The Del Mar Civic Center
(Karen Billing)

A majority of Del Mar council members showed support for a wide-ranging regional transportation plan that includes a framework for moving the train tracks off the eroding bluff.

Hasan Ikrhata, executive director of the San Diego Association of Governments (SANDAG), and SANDAG staff presented the plan to the City Council at the beginning of its Nov. 15 meeting, before the meeting was cut short due to a power outage.

“This plan is about providing choices for San Diegans, about reimagining the future of transportation, it’s about building major infrastructure for the future,” Ikhrata said.

The $163 billion plan is still pending approval from the SANDAG board of directors, which is scheduled to take a vote on Dec. 10. If approved, SANDAG officials would then pursue a ballot measure on a to-be-determined date.

In addition to moving the Del Mar rail inland by 2035, the plan also envisions free public transportation by 2030, a more thorough network of public transportation options throughout the county and targets for greenhouse gas reduction.

“The fact that railroad relocation of the tracks off the bluff is in this plan and funded with a timeline of 14 years, I have to support the plan,” said Mayor Terry Gaasterland, who represents Del Mar on the SANDAG board of directors. “This has to happen for Del Mar.”

“Most of the people in San Diego County have to get in a car, they have no other choice, there is no other way to do it,” City Councilman Dave Druker said. “This is a huge problem, and we need to throw everything at it.”

City Councilman Dan Quirk said that there have been trends, such as the COVID-19 pandemic, that have led to reduced ridership that the plan should take into account.
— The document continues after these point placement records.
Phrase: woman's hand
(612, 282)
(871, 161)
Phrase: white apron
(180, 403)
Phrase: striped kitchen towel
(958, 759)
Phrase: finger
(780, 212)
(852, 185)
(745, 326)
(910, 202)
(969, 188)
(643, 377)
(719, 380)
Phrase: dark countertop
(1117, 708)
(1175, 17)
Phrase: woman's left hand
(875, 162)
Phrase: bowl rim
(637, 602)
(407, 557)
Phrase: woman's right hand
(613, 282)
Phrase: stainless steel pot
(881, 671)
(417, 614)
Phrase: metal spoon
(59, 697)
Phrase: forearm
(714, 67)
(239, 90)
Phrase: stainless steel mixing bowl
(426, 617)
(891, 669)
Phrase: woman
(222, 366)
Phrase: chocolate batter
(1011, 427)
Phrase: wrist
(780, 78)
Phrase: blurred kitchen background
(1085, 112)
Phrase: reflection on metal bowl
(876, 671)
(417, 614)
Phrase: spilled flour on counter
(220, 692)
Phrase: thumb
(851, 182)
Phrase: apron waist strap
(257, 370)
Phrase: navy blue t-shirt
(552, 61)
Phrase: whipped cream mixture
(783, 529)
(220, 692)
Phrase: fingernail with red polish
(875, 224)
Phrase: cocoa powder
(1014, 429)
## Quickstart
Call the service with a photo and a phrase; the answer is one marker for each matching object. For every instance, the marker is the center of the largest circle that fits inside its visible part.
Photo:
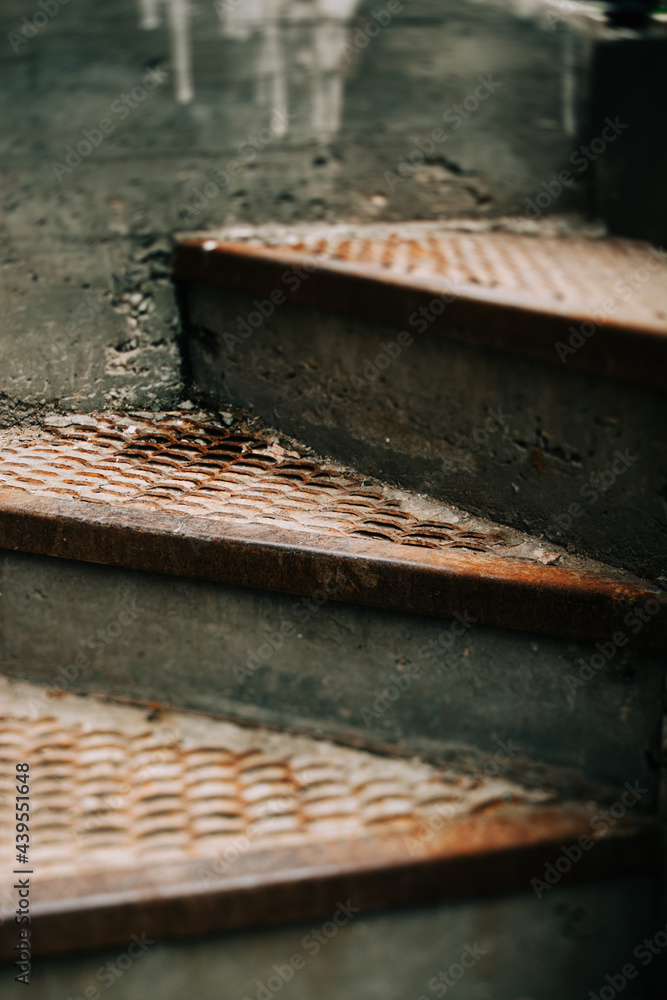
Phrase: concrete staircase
(379, 694)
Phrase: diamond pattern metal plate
(173, 823)
(198, 466)
(546, 270)
(191, 494)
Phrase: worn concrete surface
(207, 647)
(356, 103)
(560, 946)
(554, 444)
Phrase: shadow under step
(521, 377)
(177, 824)
(191, 495)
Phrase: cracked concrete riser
(62, 237)
(561, 433)
(562, 945)
(190, 643)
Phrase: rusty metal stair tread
(521, 293)
(180, 823)
(185, 493)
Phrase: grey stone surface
(555, 445)
(189, 644)
(358, 102)
(561, 946)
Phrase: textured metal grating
(199, 467)
(220, 499)
(550, 272)
(171, 823)
(109, 787)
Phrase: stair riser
(568, 942)
(516, 439)
(338, 671)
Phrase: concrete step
(519, 376)
(283, 589)
(176, 824)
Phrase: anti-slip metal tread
(502, 289)
(152, 819)
(188, 494)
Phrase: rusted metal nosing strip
(633, 352)
(502, 592)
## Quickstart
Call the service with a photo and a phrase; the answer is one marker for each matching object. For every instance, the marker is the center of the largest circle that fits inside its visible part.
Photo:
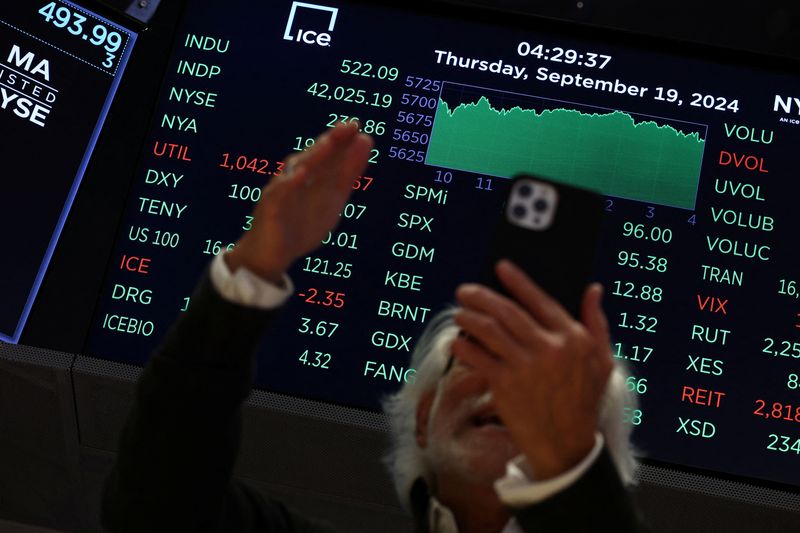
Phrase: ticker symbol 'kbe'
(301, 35)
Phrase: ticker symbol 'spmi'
(294, 26)
(637, 157)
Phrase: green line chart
(638, 157)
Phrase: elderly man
(514, 424)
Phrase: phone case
(551, 231)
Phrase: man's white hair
(406, 459)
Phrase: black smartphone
(551, 231)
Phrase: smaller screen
(60, 65)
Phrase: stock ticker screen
(60, 65)
(696, 157)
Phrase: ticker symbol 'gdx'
(309, 36)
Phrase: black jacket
(178, 448)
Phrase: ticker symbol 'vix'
(712, 304)
(295, 32)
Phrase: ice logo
(310, 36)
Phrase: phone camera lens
(519, 211)
(541, 205)
(524, 190)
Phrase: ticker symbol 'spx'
(310, 36)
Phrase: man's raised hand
(547, 371)
(300, 206)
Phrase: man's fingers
(592, 314)
(472, 355)
(487, 331)
(356, 158)
(518, 322)
(536, 301)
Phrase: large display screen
(60, 65)
(696, 154)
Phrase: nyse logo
(302, 35)
(788, 104)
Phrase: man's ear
(423, 415)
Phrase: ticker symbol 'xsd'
(302, 35)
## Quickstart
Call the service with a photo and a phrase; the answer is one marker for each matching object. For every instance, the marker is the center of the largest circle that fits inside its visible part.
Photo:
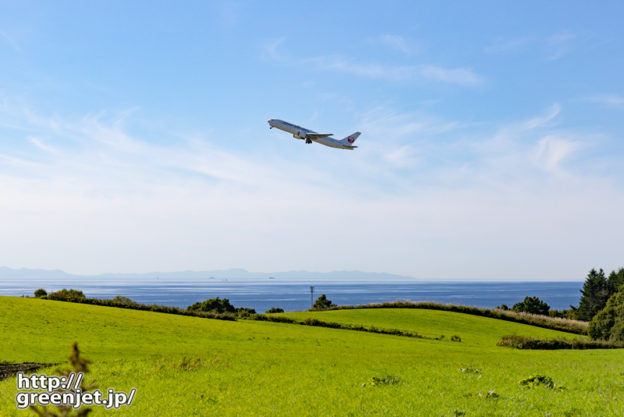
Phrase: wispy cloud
(559, 45)
(459, 76)
(399, 43)
(607, 99)
(434, 189)
(398, 73)
(503, 46)
(552, 150)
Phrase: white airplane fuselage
(310, 136)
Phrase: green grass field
(251, 368)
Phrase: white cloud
(503, 46)
(540, 121)
(607, 99)
(551, 151)
(430, 198)
(458, 76)
(398, 43)
(559, 45)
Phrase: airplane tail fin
(349, 140)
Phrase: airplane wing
(317, 135)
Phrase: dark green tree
(608, 324)
(40, 293)
(595, 293)
(615, 281)
(532, 305)
(322, 303)
(67, 295)
(215, 305)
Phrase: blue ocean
(296, 296)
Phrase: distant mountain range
(235, 275)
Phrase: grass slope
(250, 368)
(473, 330)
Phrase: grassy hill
(189, 366)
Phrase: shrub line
(355, 327)
(527, 342)
(566, 325)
He said he supports a bigger investment in electric vehicles.

“It would be much more advisable for us all to just pause for a year or two and see where this is going,” he said.

City Councilwoman Tracy Martinez said parts of the plan are “too vague,” specifically as it relates to a potential tunnel alignment when the rail is moved off the bluff.

Del Mar Deputy Mayor Dwight Worden said the plan should advance to the voters.

“If we don’t approve the plan, we’re not even going to give the SANDAG board the opportunity to flesh those out and we’re not even going to give the voters a chance to vote up or down on them,” he said.